Propagation de la maladie par le biais des médias sociaux

6 décembre 2011

Comment Facebook est en train de faire revivre la pratique oubliée des « varicelle party »

Je me souviens d’avoir eu la varicelle quand j’étais enfant. J'ai eu quelques démangeaisons gênantes sur mon corps et j'ai manqué quelques jours d'école, ce ne fut pas la fin du monde. Cependant, à cause de mon jeune âge, je n'avais aucune idée que quelque chose comme des «varicelle party» faisaient rage au début des 1980. Ils ont finalement arrêté lorsque le vaccin contre la varicelle fut introduit en 1995. Mais maintenant, avec tant de parents étant contre la vaccination en général, ils sont de retour et les gens qui organisent de tels événements contactent les participants potentiels à travers les médias sociaux comme Facebook.

Des regroupements viraux:
Tout a commencé lorsque quelqu'un a mentionné sur Facebook qu'il avait des sucettes infectées par le virus de la varicelle à expédier par FedEx à quiconque était prêt à payer 50 $ pour mettre la main sur un des bonbons.

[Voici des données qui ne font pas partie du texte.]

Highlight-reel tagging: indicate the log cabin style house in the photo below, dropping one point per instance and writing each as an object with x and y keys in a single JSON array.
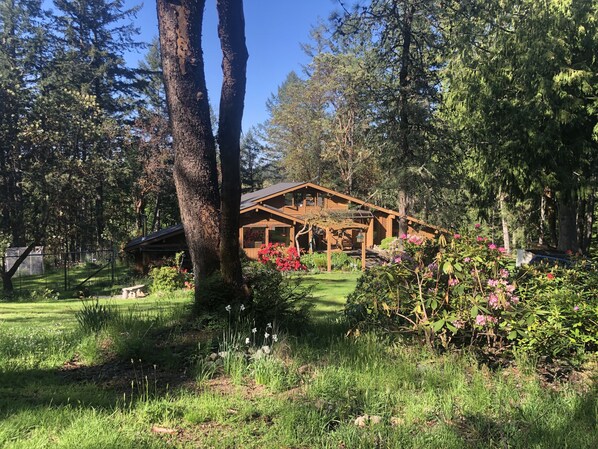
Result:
[{"x": 314, "y": 217}]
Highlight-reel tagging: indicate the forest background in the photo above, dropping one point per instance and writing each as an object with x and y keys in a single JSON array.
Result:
[{"x": 452, "y": 112}]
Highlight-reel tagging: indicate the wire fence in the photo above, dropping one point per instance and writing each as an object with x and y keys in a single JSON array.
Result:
[{"x": 78, "y": 273}]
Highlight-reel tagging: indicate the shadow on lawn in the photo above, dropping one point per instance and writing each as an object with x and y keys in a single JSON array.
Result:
[
  {"x": 122, "y": 379},
  {"x": 532, "y": 428}
]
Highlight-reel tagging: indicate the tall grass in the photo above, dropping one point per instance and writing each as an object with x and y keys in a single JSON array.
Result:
[{"x": 308, "y": 393}]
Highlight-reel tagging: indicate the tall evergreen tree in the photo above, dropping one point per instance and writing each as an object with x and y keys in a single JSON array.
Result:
[{"x": 522, "y": 85}]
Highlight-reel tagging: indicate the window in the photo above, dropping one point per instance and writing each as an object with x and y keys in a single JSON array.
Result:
[
  {"x": 254, "y": 237},
  {"x": 280, "y": 235},
  {"x": 289, "y": 199}
]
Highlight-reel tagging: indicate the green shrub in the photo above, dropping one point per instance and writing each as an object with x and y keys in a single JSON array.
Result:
[
  {"x": 166, "y": 279},
  {"x": 386, "y": 243},
  {"x": 558, "y": 315},
  {"x": 93, "y": 316},
  {"x": 277, "y": 297},
  {"x": 44, "y": 295},
  {"x": 340, "y": 261},
  {"x": 467, "y": 292}
]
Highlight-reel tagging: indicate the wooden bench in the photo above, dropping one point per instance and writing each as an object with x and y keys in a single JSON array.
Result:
[{"x": 137, "y": 291}]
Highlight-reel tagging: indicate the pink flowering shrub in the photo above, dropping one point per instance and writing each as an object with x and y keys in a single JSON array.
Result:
[
  {"x": 465, "y": 291},
  {"x": 452, "y": 291},
  {"x": 281, "y": 257}
]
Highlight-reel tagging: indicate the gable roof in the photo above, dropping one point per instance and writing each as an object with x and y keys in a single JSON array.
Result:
[
  {"x": 256, "y": 199},
  {"x": 162, "y": 233},
  {"x": 286, "y": 187},
  {"x": 251, "y": 198}
]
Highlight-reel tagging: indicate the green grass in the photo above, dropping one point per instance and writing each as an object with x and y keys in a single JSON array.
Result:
[
  {"x": 330, "y": 291},
  {"x": 307, "y": 395},
  {"x": 100, "y": 284}
]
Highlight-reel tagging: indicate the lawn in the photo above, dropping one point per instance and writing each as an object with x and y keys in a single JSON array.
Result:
[
  {"x": 148, "y": 383},
  {"x": 93, "y": 278}
]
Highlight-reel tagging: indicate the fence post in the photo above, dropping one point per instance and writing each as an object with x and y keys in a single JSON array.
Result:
[
  {"x": 113, "y": 260},
  {"x": 66, "y": 254}
]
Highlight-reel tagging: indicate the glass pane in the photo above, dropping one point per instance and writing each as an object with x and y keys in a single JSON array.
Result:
[
  {"x": 280, "y": 235},
  {"x": 254, "y": 237}
]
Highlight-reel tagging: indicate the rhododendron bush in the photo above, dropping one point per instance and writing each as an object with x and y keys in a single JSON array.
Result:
[
  {"x": 464, "y": 290},
  {"x": 281, "y": 257}
]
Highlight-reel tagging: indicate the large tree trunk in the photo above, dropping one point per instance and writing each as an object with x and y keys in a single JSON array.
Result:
[
  {"x": 231, "y": 30},
  {"x": 195, "y": 174},
  {"x": 8, "y": 274},
  {"x": 567, "y": 212}
]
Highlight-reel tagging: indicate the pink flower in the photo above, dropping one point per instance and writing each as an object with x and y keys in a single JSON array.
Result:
[
  {"x": 493, "y": 301},
  {"x": 492, "y": 282},
  {"x": 453, "y": 282},
  {"x": 459, "y": 324},
  {"x": 416, "y": 240},
  {"x": 482, "y": 320}
]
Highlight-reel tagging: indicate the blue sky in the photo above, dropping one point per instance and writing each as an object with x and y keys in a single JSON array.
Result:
[{"x": 275, "y": 30}]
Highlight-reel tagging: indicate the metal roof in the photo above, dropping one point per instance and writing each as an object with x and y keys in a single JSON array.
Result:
[
  {"x": 162, "y": 233},
  {"x": 249, "y": 199}
]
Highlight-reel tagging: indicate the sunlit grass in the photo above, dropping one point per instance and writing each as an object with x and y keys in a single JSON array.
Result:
[{"x": 307, "y": 395}]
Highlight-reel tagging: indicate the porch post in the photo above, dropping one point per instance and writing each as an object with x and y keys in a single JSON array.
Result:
[
  {"x": 329, "y": 248},
  {"x": 389, "y": 223},
  {"x": 369, "y": 235}
]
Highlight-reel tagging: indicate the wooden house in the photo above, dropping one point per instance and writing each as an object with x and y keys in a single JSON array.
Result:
[{"x": 315, "y": 217}]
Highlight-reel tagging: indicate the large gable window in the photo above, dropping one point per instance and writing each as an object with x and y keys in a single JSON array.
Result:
[
  {"x": 280, "y": 235},
  {"x": 254, "y": 237}
]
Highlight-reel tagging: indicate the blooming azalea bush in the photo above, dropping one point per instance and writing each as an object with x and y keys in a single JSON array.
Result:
[
  {"x": 281, "y": 257},
  {"x": 465, "y": 291},
  {"x": 452, "y": 291}
]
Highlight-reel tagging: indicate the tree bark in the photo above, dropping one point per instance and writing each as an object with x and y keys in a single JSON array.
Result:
[
  {"x": 7, "y": 275},
  {"x": 231, "y": 31},
  {"x": 567, "y": 213},
  {"x": 195, "y": 173}
]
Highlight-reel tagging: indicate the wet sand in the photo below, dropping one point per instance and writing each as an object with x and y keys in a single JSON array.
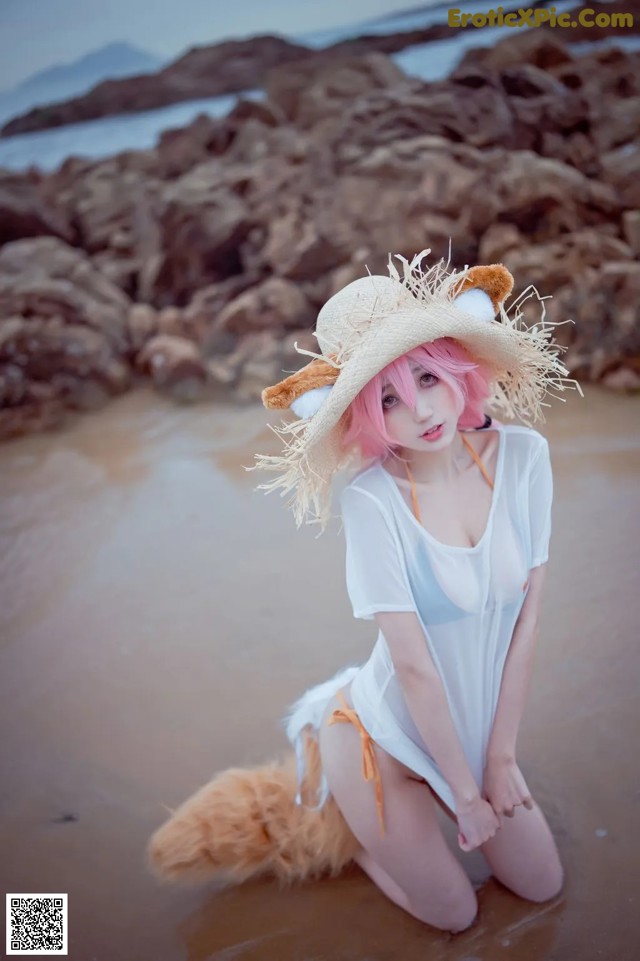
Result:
[{"x": 157, "y": 617}]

Le message est rapidement devenu viral et se propagea parmi les parents qui étaient prêts à payer pour recevoir par la poste des sucettes et même d'autres articles infectés comme des serviettes. Le message n'est plus sur Facebook, mais certains éléments pourraient avoir été déjà expédiés, il n'y a aucune preuve indiquant le contraire. Les responsables de la santé ne comprennent pas pourquoi les parents pourraient envisager faire une chose pareille. D’une part, ils ne sont même pas certains que le virus survivrait au voyage. D'autre part, des bactéries et Dieu sait quoi d'autre, pourraient se développer lors du transport et toute personne manipulant les paquets infectés pourrait tombée malade.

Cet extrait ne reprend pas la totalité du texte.